I’m preparing a text for the mind to keep afloat.
Abreast with this mantra people will whisper he is a new man.
A picture of a man in good state.
I will use this mantra to finish laps in the pool. This mantra will kick in when my alarm clock goes off.
I like to think of myself as one prepared not too look left or right.
I will stick to the business of repeating the mantra.
They will say - he understands the meaning of the word Surrender.
In the sea there is a fish a fish that had a secret wish, originally uploaded by vague blur.
My 1st painting used text.
I made this painting “So What” in a town Stellenbosch.
Saw many subjects that year. That town has no shortages of beautiful young girls. When the German Shepherd Cloë ran back home from our jog, the race was on. I ran this dog in the terrible heat of summer on the way to Jonkershoek singing “Take a look at my girlfriend”. You all know that song.
It goes “She’s the only one I got”.
I used this mantra (So What) to keep afloat. I took 3 days off and toured the streams surrounding the town, taken to Hemingway. It is really fabulous to imagine yourself to be Hemingway.
I made my 1st painting that year.
New linen on the bed and that catastrophic song on the radio made me remember.
To step out of the shower not to know if damn sleep will come even proximate.
Also, I washed the dishes (the machine did anyway).
Everything was done yet I carried a knife by the heart not to be undone easily.
Listening to that song my mind goes there, there precisely.
Phoning from the hospital. Her voice. Pulling the drip upstairs my mind by gone.
It is only I that transfer, I that know. Not even she knows.
It was only I that appreciated that murderous desire.
I can imagine how they met. Usually these things do not excite him a bit. Let me be clear: She is a goddess. He must have begged to Eros that night. Answering the phone the next day she probably knew immediately. It was crystal. They got married in 2 months. One say why wait. She moved in with him a couple of weeks in advance; they got thoroughly drunk, all over each other like rabbits. She called her friend afterwards. He smoked a cigarette with charade. I will never write about her (by herself). She will not be in my memoirs by herself.
Terminally uninspired, eyes fix to pavements. That’s what they call a linewhore.
Invites for the evening I decline. Roundabout 8:30 I take 2 Valerian Root tablets.
Nonetheless, at 3AM I usually wake, proceed to the kitchen and slurp a glass of milk.
I’m not sure if I dream of digits.
On the other hand.
She who I adore. Preserved, fragile.
A field of flowers.
Let say it rains, the clatter of hoofs.
She is untouched by the talk like kitchen towels, by routine.
In the world where I exist she will decline me.
I walked around and try to see a lot. That was the plan of action for Berlin.
It was a matter of time then I’ve seen too much.
I could feel the panic already of all that I’ve seen.
Thru some of the exhibition rooms I fled, speeding like an escaped goat.
I scarcely looking left or right, it was only a matter of time.
Outside the cold was nailing my back. Berlin it was in February 07.
I had a visibly bad leg and a mosquito flew into my left eye, it published a red layer all over it. I was going down.
I could stare at a gigantic pink shoe in a museum or the changing shadows in a display of light felling thru what looks like a chicken shed for hours.

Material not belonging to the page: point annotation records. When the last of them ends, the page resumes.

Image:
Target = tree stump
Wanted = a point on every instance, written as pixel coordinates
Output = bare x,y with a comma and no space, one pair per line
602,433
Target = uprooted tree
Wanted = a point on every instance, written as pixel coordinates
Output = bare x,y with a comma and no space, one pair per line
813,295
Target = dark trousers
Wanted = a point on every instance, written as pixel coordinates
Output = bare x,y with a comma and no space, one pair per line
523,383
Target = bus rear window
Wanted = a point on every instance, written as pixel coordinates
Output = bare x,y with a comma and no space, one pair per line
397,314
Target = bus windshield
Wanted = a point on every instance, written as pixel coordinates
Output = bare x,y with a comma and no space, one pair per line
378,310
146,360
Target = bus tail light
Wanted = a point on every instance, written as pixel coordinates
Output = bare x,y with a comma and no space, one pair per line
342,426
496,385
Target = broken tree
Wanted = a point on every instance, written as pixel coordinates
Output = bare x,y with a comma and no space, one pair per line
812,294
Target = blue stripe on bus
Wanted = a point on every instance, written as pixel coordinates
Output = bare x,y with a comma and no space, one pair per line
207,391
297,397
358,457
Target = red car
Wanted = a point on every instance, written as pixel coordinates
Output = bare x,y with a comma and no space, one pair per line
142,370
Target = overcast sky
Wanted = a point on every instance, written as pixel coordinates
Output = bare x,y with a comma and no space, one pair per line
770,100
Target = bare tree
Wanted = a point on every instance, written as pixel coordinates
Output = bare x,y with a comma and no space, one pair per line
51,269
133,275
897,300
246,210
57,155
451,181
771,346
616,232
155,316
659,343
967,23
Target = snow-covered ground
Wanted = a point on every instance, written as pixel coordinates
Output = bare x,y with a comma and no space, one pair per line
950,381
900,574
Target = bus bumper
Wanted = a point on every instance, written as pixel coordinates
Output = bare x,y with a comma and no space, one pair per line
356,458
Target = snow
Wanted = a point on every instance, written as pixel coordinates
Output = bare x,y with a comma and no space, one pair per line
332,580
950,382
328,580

I would sit down at dinner, exhausted, eating my pen’s back, notebook clutched between my legs. I pursued one ultimate goal.
Going fucking plain, as stripped as possible.
Straight after the Eisbein I hit the sack. It was recommended that I don’t dwell around in bars after 9. Alcohol was banned for me of course.
I walked around, sipping coffee, ideas shooting thru my mind like colored straws pushed into a jar.
Under the Brandenburg gate some splendid filth - that album of Peaches.
Discovering the hiding places that mystify a city like Berlin.
I’m that dead bulb in your picture she says.
In Dublin now the daylight keep long.
It’s a little thing that helps at this point.
I’ve been getting ‘the interest’ for a few mannequins.
I’ve been told I should not mention it.
At the same time, you know.
Some of them make me look twice.
Not bad, not bad at all, I tell myself.
They certainly display them well.
I know where is this going to get me.
Currently in Dublin, the day is long.